Pemuda militer yang hanya dibalut dengan celana training dan topless itu kembali memasuki kamar mandi sambil menggosokkan rambutnya dengan handuk yang melingkar di leher. Jaquese ternganga dalam jeda yang cukup lama—bahkan sampai Fon berhasil menutup pintu kamar mandinya dengan sempurna.

BLAM

Kalau dipikir-pikir, Jaquese tidak ingat kapan ia pernah tergiur dengan hanya melihat sebuah punggung—punggung seputih susu milik seorang laki-laki yang mengemban bangku sekolah militer, sama sepertinya.

CLEK

"…"

"…"

"Kau kenapa? Aku sudah selesai dengan kamar mandinya kalau kau mau pakai—silahkan."

"Ah—oh."

Mungkin dalam kasusnya terhadap Fon—

Ini adalah yang pertama.


"Sekolah ini terlalu sering blackout. Ini mengganggu progress perkumpulan Elfenbein kita."

"Sudahlah, mungkin ini tanda bagi kita untuk sesekali meluruskan pundak."

"Jack—"

"Sudah, sudah, kau rileks saja."

Jaquese tidak tahu apa yang membuatnya tergerak untuk mendudukkan Fon di atas ranjangnya dan memijat pemuda itu dengan lembut.

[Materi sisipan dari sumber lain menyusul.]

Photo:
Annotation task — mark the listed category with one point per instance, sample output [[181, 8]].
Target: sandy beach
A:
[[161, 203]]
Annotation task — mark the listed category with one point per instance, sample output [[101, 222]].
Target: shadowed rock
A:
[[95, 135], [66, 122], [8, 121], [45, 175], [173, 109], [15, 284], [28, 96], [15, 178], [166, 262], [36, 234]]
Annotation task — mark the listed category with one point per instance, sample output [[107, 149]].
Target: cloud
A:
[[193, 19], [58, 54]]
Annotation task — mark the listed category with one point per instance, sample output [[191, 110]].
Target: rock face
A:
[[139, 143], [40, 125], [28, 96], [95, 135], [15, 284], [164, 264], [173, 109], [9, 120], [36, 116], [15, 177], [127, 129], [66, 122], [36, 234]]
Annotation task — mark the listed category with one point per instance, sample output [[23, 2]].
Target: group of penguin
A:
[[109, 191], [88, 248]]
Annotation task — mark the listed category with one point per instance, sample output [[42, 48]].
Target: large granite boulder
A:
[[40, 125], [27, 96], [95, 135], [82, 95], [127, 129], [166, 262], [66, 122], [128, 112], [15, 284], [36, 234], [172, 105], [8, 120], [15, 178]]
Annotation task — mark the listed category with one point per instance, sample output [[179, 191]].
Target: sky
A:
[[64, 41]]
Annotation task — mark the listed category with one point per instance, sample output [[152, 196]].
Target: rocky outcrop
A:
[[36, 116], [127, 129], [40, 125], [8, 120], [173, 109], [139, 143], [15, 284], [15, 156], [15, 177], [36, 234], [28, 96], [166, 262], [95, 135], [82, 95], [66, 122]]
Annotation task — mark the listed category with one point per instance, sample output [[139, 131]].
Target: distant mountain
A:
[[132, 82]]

Fon tak terlihat bergerak ataupun menolak—jadi Jaquese meneruskannya dengan sukacita.

"…Aku baru sadar kalau tubuhmu wangi kayu."

"Hm? Mungkin maksudmu wangi di musim gugur?"

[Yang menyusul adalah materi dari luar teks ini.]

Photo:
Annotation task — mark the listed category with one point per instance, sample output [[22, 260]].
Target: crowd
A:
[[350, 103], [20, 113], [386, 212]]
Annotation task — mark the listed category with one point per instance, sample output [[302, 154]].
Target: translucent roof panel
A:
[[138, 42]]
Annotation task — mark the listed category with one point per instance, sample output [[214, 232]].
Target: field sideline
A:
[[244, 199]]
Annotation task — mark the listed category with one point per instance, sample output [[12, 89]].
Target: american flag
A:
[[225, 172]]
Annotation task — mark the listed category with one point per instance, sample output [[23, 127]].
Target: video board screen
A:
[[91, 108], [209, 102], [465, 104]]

Bola mata kehijau-biruan itu memutar.

Jaquese tertawa.

"Kau sendiri malah wangi mesiu."

Fon sontak mengendus pergelangan tangannya sendiri dan Jaquese melebarkan senyumnya seketika.

Sungguh—Ia tidak tahu, sejak kapan hobinya jadi bertambah satu.

"Aku bercanda."


Nicolas mencengkeram kepalanya sendiri saat lampu di sekolah kebanggaan mereka—lagi-lagi—harus mengalami blackout.

"JANGGUT. MERLIN!"

"Nick—wajahmu tegang sekali."

Crudup yang asal ceplos langsung diteror dengan sorot mata setajam gigi serigala dari Nicolas. Helaan napas lelah, menguar kemudian.

Progress mencuri data dan merusak sistem black market ditunda untuk sementara. Mereka—Crudup, Nicolas, dan Jaquese—akhirnya memutuskan untuk istirahat dan duduk melingkar di meja dengan wajah yang terlihat lelah. Nicolas yang paling merasa gemas diantara teman-temannya karena kerja kerasnya yang hampir seratus persen itu kini menguap seperti air panas. Ia tak percaya akan mengulang kembali jejak pelacakkannya yang sudah ia lakukan setengah jam tanpa kedip.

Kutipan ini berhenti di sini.